- Tusom Location in Manipur, India Tusom Tusom (India)
- Coordinates: 25°25′15″N 94°34′38″E﻿ / ﻿25.42083°N 94.57722°E
- Country: India
- State: Manipur
- District: Ukhrul

Population
- • Total: 2,250

Languages
- • Official: Tangkhul (Tusom Tui)
- Time zone: UTC+5:30 (IST)
- PIN: 795142
- Vehicle registration: MN
- Nearest city: Ukhrul Kohima
- Literacy: 90.94%
- Lok Sabha constituency: Outer Manipur
- Vidhan Sabha constituency: Jessami
- Website: manipur.gov.in

= Tusom =

Tusom is a generic reference to two villages located north of Ukhrul in Ukhrul district, Manipur state, India. The villages are Tusom Khullen or New Tusom and Tusom CV. The villages are partially connected by National Highway 150, Imphal-Kohima road via Jessami. Tusom is 120 km away from Ukhrul and about 5 km away from Indo-Myanmar border pillar number 130. Tusom is flanked by Kharasom in the west, Chingai in the south and Laivum village Myanmar in the east.

==Total population==
As per 2011 census, Tusom Khullen has 341 households with the total of 1608 people of which 811 are male and 797 are female. Of the total population, 225 were in the age group of 0–6 years. The average sex ratio of Tusom Khullen village is 983 female to 1000 male which is lower than the state average of 985. The literacy rate of the village stands at 90.66%.

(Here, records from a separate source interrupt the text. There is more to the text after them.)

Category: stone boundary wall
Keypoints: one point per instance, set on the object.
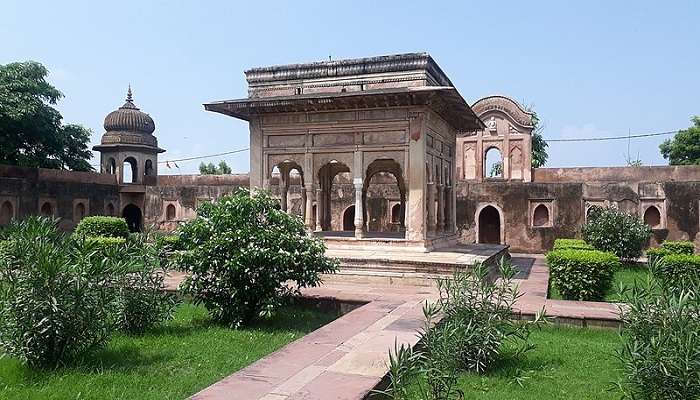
(680, 173)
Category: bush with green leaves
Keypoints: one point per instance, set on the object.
(614, 231)
(661, 346)
(679, 246)
(576, 244)
(582, 274)
(240, 251)
(99, 225)
(141, 301)
(678, 272)
(477, 319)
(56, 297)
(654, 253)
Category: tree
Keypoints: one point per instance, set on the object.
(684, 147)
(31, 131)
(539, 145)
(240, 251)
(211, 169)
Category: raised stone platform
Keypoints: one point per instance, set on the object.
(396, 266)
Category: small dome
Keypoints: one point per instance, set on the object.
(128, 118)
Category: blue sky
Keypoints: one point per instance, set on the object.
(593, 68)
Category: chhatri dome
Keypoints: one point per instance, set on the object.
(129, 118)
(129, 125)
(128, 141)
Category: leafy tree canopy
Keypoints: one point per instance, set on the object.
(539, 145)
(684, 147)
(31, 131)
(211, 169)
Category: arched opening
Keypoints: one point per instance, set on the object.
(396, 213)
(46, 209)
(493, 163)
(79, 212)
(111, 166)
(287, 182)
(170, 212)
(489, 225)
(349, 219)
(384, 183)
(335, 182)
(130, 171)
(148, 169)
(540, 217)
(132, 215)
(6, 212)
(652, 217)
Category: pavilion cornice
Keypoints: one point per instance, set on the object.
(444, 100)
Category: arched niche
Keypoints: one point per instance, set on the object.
(130, 170)
(489, 224)
(652, 217)
(493, 163)
(170, 212)
(7, 212)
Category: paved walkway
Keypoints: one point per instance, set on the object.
(347, 358)
(533, 283)
(343, 360)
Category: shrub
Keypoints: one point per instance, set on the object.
(141, 300)
(105, 242)
(102, 226)
(56, 297)
(678, 272)
(582, 274)
(661, 346)
(240, 250)
(169, 242)
(576, 244)
(614, 231)
(679, 246)
(655, 253)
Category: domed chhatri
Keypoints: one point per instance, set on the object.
(128, 118)
(128, 140)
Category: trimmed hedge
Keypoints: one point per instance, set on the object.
(169, 242)
(678, 271)
(105, 242)
(574, 244)
(679, 247)
(582, 274)
(99, 225)
(656, 253)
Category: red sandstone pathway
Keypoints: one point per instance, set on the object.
(347, 358)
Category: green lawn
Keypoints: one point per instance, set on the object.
(627, 276)
(567, 363)
(172, 362)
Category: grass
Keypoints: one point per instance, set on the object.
(567, 363)
(626, 276)
(174, 361)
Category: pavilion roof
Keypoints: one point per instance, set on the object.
(444, 100)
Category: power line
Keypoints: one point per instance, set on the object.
(205, 156)
(612, 137)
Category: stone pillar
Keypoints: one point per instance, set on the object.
(441, 208)
(309, 207)
(359, 210)
(431, 207)
(319, 208)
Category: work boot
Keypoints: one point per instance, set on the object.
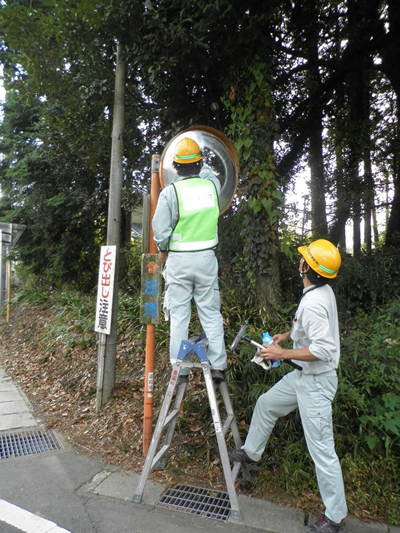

As per 2011 census, Tusom CV has 134 households with the total of 642 people of which 330 are male and 312 are female. Of the total population, 112 were in the age group of 0–6 years. The average sex ratio of Tusom Khullen village is 945 female to 1000 male which is lower than the state average of 985. The literacy rate of the village stands at 93.02%.

== Demographics ==
The village is home to people of Tangkhul Naga tribe. Majority of the inhabitants are Christians. Agriculture is the primary occupation of the inhabitants. The village was recently in news because of volcano eruption at New Tusom village and chopper like object crash in the vicinity of the village.